Scirpy is a Python package for analyzing T cell receptor (TCR) and B cell receptor (BCR) repertoires from single-cell RNA sequencing data. It seamlessly integrates with the scverse ecosystem, particularly scanpy and MuData, providing comprehensive modules for data import, clonotype analysis, diversity metrics, and visualization. The package supports multiple input formats including 10x Genomics CellRanger, TraCeR, BraCeR, BD Rhapsody, and the AIRR rearrangement standard.

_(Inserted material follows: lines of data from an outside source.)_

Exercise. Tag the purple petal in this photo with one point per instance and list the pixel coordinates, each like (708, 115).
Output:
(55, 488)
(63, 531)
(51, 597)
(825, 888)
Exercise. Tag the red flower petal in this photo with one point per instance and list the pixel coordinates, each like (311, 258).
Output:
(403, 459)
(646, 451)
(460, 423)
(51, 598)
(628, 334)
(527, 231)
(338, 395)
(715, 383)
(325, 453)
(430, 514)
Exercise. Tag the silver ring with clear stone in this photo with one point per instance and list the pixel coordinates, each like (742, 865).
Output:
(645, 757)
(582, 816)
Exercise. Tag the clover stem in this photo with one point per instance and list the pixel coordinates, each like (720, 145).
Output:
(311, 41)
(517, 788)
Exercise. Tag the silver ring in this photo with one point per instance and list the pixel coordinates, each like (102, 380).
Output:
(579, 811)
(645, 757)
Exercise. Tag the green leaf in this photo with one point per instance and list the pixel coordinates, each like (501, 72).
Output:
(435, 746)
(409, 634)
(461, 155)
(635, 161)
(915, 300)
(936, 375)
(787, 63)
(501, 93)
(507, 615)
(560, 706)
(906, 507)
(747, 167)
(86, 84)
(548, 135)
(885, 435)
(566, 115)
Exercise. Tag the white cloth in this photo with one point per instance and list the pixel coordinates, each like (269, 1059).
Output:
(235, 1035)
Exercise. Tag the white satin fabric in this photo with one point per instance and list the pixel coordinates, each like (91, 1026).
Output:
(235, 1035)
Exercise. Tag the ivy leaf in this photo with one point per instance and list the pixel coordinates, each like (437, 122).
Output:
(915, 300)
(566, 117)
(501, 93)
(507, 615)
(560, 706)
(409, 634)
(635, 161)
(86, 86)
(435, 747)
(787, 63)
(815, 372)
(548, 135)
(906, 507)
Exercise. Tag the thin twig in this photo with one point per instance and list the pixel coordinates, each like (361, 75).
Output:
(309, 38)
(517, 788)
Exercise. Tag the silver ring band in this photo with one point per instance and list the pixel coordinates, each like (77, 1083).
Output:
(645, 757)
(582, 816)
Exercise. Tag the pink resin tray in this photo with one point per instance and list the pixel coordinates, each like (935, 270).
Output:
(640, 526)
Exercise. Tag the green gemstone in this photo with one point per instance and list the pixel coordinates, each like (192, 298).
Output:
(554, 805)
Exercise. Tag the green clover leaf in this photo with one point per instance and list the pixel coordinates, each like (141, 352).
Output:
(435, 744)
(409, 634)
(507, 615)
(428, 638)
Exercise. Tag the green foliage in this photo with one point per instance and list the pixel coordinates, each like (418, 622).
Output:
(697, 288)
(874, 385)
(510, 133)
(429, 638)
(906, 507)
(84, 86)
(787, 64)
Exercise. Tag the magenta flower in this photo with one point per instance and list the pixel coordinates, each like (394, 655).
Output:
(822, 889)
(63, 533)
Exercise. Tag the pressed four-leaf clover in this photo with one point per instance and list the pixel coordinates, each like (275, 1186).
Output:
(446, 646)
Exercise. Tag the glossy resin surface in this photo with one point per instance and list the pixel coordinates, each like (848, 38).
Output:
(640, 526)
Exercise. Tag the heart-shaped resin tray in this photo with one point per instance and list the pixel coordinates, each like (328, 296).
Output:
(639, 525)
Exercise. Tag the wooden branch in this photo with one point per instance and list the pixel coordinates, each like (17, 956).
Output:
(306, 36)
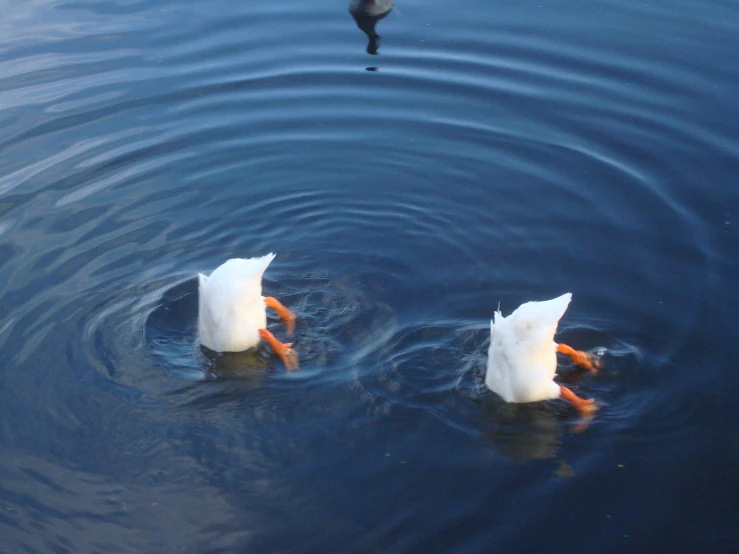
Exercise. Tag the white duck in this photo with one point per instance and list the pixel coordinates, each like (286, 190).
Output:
(232, 314)
(522, 358)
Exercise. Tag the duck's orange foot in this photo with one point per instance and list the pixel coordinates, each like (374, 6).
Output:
(578, 357)
(283, 350)
(287, 316)
(587, 407)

Scirpy stores immune receptor data as awkward arrays in `adata.obsm["airr"]`, enabling lossless representation of AIRR rearrangement data while maintaining compatibility with AnnData's cell-centric structure. The package follows the scanpy API conventions with modules divided into preprocessing (`pp`), tools (`tl`), and plotting (`pl`), allowing users to build analysis pipelines for clonotype definition, clonal expansion analysis, repertoire comparison, and integration with gene expression data.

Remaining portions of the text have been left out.